# Virgin Queens



## russbee (Mar 6, 2007)

Thoughts on the marketing of virgin queens? Is there a possibly market?


----------



## Brent Bean (Jun 30, 2005)

I wouldn’t be interested, if I am going to pay for a queen plus shipping I want a proven egg layer. Also queen breeders are set up for better mating environment for the selected qualities that they are advertising .


----------



## Jim Fischer (Jan 5, 2001)

Virgins are not as popular among big operations as queen cells are,
as cells are easier to handle.

Of course, one is shooting craps when open-mating queens in 
some areas, as both drone density and weather can be 
serious problems.

...and don't even think about virgins or cells in AHB infested areas,
for obvious reasons.


----------



## nursebee (Sep 29, 2003)

No market. By the time I'd get her I'd have to coax her to mate. Have you ever tried that with a virgn?


----------



## russbee (Mar 6, 2007)

*Virgin Queen's*

 All great point's! thanks...


----------



## Michael Bush (Aug 2, 2002)

>Thoughts on the marketing of virgin queens? 

The usefullness, in my opinion, would be to someone who want's to get local feral genetics but no time to go catch swarms. They could buy a feral survivor queen, which may not be from their specific area, but maybe from a similar climate and let it open mate with the local drones.

I have not tried to market them nor has anyone requested them.


----------



## adamf (Jan 28, 2006)

We'll get virgins when we insemiante. Virgins survive much better throug hthe mails with attendants. Have had them sent in battery boxes solo and with attendants.

They are 1/4 to half price of mated queen depending on who makes them for us.


----------



## mwjohnson (Nov 19, 2004)

I thought I read somewhere that a virgin queen,which is more than old enough that she should have mated already,are really hard to introduce.

True or false?

IF true,how long exactly is "old enough to have mated already be" would you say?


----------



## peggjam (Mar 4, 2005)

mwjohnson said:


> I thought I read somewhere that a virgin queen,which is more than old enough that she should have mated already,are really hard to introduce.
> 
> True or false?
> 
> IF true,how long exactly is "old enough to have mated already be" would you say?


Two weeks is the upper limit on a virgin getting mated successfully.


----------



## beemandan (Dec 5, 2005)

In my limited experience, virgin queens aren't accepted nearly as well as mated queens. If you wanted local drone genetics then cells are the way to go. Again, in my limited experience, queens that emerge in a colony are readily accepted. 
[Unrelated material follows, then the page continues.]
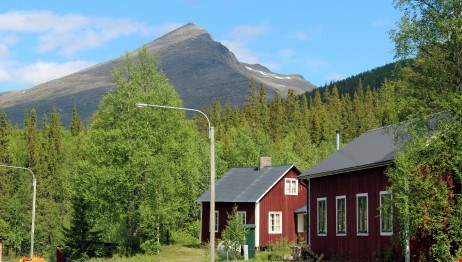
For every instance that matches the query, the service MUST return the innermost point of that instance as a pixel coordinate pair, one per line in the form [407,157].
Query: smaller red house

For all the reasons mentioned by earlier posters as well as the issue of acceptance, I wouldn't consider buying virgin queens but have and will again buy cells.


----------



## mwjohnson (Nov 19, 2004)

thanks,
I have a problem communicating,according to my wife..

What I am trying to ask is;

I thought...that a virgin typically takes her mating flight at 3-5 days old. T or F?

I also thought that a virgin older than that is supposed to be difficult to introduce. T or F ?

Roger Morse (Rearing Queen Honey Bees)say's virgin's should "never be caged,mailed or confined". T or F ?

I've seen virgins offered for sale(and have thought about getting some),but given the above statement,never did.

I watched a friend of mine catch a bunch of virgin swarm queens last year when he was making splits, and he cages them on the spot, then takes them home and puts them into a mating hive, and he has for a long time ,with good results, which further confused me.

Mailing seems kinda dicey to me, I think.
But nursebee, FYI, I've never tried to coax a virgin into mating...

Thanks for your opinions all
Mark


----------



## Michael Bush (Aug 2, 2002)

>I thought...that a virgin typically takes her mating flight at 3-5 days old. T or F?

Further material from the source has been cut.